La provincia de San Luis atraviesa una etapa clave del verano bajo condiciones climáticas desafiantes. De acuerdo con el último Informe Agrometeorológico Semanal del INTA, correspondiente al 28 de enero de 2026, el territorio puntano se ve afectado por una combinación de temperaturas persistentemente elevadas y lluvias de distribución desigual, un cóctel que condiciona el desempeño de los sistemas agrícolas y ganaderos.
Durante la última semana, Cuyo fue una de las regiones alcanzadas por eventos de lluvias y tormentas, algunos de ellos de intensidad moderada a localmente fuerte. En San Luis, estas precipitaciones aportaron alivios puntuales, pero no lograron revertir de manera generalizada el déficit hídrico, ya que el informe señala que predominan condiciones intermedias a bajas de humedad en el suelo, con marcada variabilidad según la zona.

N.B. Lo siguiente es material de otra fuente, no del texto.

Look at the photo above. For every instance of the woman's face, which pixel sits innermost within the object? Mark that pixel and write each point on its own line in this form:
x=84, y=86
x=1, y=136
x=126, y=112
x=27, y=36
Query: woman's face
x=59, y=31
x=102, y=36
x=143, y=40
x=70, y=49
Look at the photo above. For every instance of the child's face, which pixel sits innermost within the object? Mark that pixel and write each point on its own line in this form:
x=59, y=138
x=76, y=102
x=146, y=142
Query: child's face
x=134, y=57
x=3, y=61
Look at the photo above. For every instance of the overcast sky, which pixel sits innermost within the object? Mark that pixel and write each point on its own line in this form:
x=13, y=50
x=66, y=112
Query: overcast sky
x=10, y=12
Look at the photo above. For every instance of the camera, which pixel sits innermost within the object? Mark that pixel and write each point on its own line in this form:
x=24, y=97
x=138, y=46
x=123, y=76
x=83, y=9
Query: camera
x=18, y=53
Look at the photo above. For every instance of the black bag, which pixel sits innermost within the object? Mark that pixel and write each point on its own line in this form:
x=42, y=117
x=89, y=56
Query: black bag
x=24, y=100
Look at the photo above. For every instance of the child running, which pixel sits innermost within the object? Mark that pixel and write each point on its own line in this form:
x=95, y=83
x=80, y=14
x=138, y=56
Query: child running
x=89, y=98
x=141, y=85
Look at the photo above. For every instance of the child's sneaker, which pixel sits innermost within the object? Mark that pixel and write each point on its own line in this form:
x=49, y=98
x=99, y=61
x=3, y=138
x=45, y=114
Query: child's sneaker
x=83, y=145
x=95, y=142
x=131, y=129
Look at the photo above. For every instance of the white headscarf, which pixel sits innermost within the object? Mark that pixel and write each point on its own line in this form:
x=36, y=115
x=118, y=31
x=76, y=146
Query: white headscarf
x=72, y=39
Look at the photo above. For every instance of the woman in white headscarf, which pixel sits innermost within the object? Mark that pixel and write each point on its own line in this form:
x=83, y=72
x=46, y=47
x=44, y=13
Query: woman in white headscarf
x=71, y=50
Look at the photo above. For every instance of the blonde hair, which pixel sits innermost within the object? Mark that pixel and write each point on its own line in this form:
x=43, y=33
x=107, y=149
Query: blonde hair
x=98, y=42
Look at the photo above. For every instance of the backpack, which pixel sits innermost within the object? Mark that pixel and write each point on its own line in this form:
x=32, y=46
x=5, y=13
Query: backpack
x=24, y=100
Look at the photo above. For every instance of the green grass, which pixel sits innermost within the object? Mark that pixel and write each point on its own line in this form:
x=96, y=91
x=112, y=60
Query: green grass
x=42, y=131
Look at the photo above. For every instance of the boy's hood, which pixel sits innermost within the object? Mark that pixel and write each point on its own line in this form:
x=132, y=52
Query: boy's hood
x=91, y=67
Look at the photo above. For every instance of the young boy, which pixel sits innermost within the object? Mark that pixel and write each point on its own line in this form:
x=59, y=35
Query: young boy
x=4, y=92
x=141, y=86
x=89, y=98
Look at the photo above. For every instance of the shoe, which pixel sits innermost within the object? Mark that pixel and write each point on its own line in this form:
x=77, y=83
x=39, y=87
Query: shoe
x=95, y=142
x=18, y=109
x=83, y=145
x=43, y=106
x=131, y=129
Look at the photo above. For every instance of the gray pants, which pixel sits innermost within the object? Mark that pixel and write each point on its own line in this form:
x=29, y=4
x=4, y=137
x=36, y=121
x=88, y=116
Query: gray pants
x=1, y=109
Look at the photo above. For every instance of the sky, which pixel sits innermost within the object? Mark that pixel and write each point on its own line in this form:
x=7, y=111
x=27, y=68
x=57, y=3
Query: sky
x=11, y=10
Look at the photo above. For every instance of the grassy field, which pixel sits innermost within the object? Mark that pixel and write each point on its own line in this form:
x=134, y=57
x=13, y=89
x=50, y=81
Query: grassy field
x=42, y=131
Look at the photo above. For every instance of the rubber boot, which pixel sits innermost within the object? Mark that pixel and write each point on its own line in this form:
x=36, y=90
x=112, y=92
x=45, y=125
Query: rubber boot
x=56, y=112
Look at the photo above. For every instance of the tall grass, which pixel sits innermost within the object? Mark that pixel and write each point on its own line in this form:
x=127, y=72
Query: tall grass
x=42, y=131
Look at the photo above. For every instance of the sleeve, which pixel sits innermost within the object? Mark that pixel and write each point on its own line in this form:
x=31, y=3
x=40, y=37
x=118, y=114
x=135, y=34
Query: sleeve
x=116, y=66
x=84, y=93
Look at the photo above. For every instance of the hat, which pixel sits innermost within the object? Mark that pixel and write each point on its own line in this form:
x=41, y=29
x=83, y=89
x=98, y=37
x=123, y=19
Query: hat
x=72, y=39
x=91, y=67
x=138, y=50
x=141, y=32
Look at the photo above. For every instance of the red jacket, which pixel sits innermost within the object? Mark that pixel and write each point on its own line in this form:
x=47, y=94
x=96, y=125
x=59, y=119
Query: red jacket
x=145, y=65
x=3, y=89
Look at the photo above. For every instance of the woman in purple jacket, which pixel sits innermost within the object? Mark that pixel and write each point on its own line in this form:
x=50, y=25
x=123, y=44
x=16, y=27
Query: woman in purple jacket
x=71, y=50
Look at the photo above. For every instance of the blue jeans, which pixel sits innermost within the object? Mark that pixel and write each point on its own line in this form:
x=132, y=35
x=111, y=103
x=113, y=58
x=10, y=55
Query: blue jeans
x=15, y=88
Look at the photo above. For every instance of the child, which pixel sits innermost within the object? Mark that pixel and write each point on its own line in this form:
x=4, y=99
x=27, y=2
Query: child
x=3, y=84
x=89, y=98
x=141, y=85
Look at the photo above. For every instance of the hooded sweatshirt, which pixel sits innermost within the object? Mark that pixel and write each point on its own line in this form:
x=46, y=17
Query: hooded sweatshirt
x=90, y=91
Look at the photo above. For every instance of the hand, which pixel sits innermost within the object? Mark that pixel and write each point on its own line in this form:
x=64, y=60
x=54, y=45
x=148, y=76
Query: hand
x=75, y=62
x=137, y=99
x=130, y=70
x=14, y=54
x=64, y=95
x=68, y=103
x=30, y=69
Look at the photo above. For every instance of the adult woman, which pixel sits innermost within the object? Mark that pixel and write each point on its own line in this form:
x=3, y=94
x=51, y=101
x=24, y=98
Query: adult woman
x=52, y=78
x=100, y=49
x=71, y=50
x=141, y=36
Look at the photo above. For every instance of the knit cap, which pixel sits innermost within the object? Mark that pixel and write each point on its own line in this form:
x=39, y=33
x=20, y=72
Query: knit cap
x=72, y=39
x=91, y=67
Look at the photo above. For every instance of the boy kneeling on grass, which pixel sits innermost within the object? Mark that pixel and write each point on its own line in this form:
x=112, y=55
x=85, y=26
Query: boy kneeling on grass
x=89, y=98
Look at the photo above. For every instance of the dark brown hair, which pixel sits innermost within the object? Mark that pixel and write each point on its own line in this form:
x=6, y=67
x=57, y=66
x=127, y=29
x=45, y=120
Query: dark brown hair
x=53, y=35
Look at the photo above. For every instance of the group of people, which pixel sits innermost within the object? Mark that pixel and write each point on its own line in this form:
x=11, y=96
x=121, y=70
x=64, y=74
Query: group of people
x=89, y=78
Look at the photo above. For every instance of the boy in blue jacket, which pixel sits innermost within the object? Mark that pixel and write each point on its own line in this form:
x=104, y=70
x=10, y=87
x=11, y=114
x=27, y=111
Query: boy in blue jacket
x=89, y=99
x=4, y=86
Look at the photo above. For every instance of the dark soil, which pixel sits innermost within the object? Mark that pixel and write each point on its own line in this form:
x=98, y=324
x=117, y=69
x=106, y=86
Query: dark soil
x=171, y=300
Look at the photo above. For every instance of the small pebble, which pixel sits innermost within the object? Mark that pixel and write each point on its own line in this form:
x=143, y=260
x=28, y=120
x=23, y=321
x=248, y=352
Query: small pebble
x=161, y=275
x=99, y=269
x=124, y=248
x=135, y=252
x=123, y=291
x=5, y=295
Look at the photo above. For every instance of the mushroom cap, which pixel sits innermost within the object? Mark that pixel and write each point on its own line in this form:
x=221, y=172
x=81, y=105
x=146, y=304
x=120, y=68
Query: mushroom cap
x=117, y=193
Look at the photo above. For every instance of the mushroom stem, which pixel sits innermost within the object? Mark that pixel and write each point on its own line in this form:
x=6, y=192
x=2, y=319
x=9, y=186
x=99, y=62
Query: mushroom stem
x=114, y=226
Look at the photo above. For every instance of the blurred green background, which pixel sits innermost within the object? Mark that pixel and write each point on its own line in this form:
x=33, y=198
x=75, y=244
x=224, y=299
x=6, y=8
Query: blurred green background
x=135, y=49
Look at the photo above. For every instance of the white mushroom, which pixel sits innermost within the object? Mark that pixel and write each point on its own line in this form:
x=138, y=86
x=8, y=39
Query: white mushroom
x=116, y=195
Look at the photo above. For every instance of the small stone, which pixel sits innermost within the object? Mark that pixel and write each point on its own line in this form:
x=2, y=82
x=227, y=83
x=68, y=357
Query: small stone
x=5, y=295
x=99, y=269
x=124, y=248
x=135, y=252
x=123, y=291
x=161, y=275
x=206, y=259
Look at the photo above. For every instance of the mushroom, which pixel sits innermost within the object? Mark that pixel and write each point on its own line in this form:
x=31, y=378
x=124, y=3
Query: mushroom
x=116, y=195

A este escenario se sumó un factor determinante: el calor extremo. Las temperaturas máximas medias registradas se ubicaron entre 30 y 36 grados, con anomalías térmicas de entre 2 y 5 grados por encima de los promedios históricos. Además, en amplios sectores del centro-oeste del país, incluida San Luis, se contabilizaron entre dos y seis días consecutivos con temperaturas superiores a los 35 °C, lo que incrementa la evapotranspiración y acelera la pérdida de agua en los perfiles del suelo.
Desde el punto de vista productivo, el informe del INTA advierte que, si bien a escala nacional los cultivos muestran en general un buen estado, las altas temperaturas y la escasez de lluvias oportunas comienzan a generar situaciones de estrés, especialmente en aquellos planteos que transitan etapas sensibles de su ciclo. En una provincia como San Luis, donde la producción se desarrolla sobre ambientes frágiles y heterogéneos, el clima vuelve a ser una variable central en la planificación diaria.
El pronóstico de corto plazo mantiene la cautela. Para las próximas dos semanas se esperan precipitaciones de variada intensidad, aunque con acumulados mayormente bajos, y solo registros moderados en sectores puntuales. En paralelo, continuará el ambiente cálido a caluroso, con máximas que podrían volver a superar los 36 a 38 grados, y temperaturas mínimas elevadas, lo que limita la recuperación nocturna de cultivos y rodeos.
En el marco climático general, el fenómeno La Niña continúa presente, aunque con intensidad débil y con una tendencia hacia condiciones neutrales hacia fines del verano o comienzos del otoño. Este contexto refuerza la necesidad de seguir de cerca los informes agrometeorológicos, especialmente en regiones como San Luis, donde el comportamiento del clima define rendimientos, manejo y estrategias productivas.
Con calor persistente, lluvias irregulares y reservas de agua ajustadas, el verano 2026 se consolida como una etapa de alta exigencia para el campo puntano, donde la información climática se vuelve una aliada clave para anticiparse y reducir riesgos.